Ohio Wesleyan University students and staff members next week will examine how socio-economic classes affect individuals' ability to sustain themselves.

Ohio Wesleyan University students and staff members next week will examine how socio-economic classes affect individuals' ability to sustain themselves.

On Dec. 3, Mary Howard -- a 13-year OWU professor of anthropology and current chairwoman of the university's department of sociology and anthropology -- will join the student group Progress OWU in hosting "The Hunger Banquet."

The event will take place at 6 p.m. in OWU's Benes Room in the Hamilton-Williams Campus Center, 40 Rowland Ave. It will help Open Shelter Inc., a Columbus-based outreach organization which seeks to assist the homeless, by asking everyone who attends to donate $5 or three canned goods.

Organizers hope to raise awareness about poverty and hunger by providing attendees with slips which assign them a specific socio-economic class. The type and quantity of food they will be given to eat at the banquet will reflect their status.

"It's largely to get students to appreciate the maldistribution of resources between countries and within a country," Howard said. "Students and faculty come in and grab a sheet that gives them an identity. Their identities are just a matter of their good luck or fortunes."

Fifteen percent of banquet attendees will represent the upper class and will enjoy a four-course, fully catered meal.

Another 30 percent will represent the middle class and will be permitted to wait in line and serve themselves rice and beans.

The remaining 60 percent will represent the impoverished, and will be served from a soup-style kitchen, receiving one scoop of rice. They also will eat while seated on the floor.

"It's trying to play on the fact we're all human beings, but some of us have been born into circumstances that we don't have to worry about hunger," Howard said. "The vast majority of students at Ohio Wesleyan are like that."

The Hunger Banquet is the third incarnation of similar activities held during recent years at OWU to raise awareness about poverty and hunger. Howard has devoted her career to analyzing issues related to those societal problems after serving on the Open Shelter board, writing about drought and famine in East Africa in the 1970s, and filming documentaries about homelessness in Columbus.

Progress OWU's involvement comes after regularly serving meals to up to 160 homeless and hungry people on behalf of Open Shelter, and after recently raising $1,100 for the shelter through a "Dorm Storm" event.

"I think a number of students through this linkage have developed career interests in human service work related to poverty issues," Howard said. "It's not only a responsibility to help others, but there's a real gleam of meaning in life to focus on other people and not only yourself.

"I think there's a clearer feedback when people see something can be accomplished by trying to help a small corner of their community. It's one of those clichés, 'Think global, act local.'"

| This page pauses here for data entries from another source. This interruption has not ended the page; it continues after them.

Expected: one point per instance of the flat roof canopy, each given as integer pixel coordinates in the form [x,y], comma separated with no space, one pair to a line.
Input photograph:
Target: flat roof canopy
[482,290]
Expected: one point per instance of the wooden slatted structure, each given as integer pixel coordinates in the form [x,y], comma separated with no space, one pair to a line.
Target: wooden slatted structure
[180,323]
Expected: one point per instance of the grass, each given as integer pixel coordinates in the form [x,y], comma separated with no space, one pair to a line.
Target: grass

As part of the banquet, Kent Beittel, the Open Shelter's executive director and founder, will give a keynote address focusing on the growing need to fight poverty and hunger in communities throughout the world.

While The Hunger Banquet is an event for the OWU community, Howard said she hopes it also raises awareness about poverty and hunger throughout the local community, and persuades people to support organizations such as Open Shelter in Delaware, central Ohio and beyond.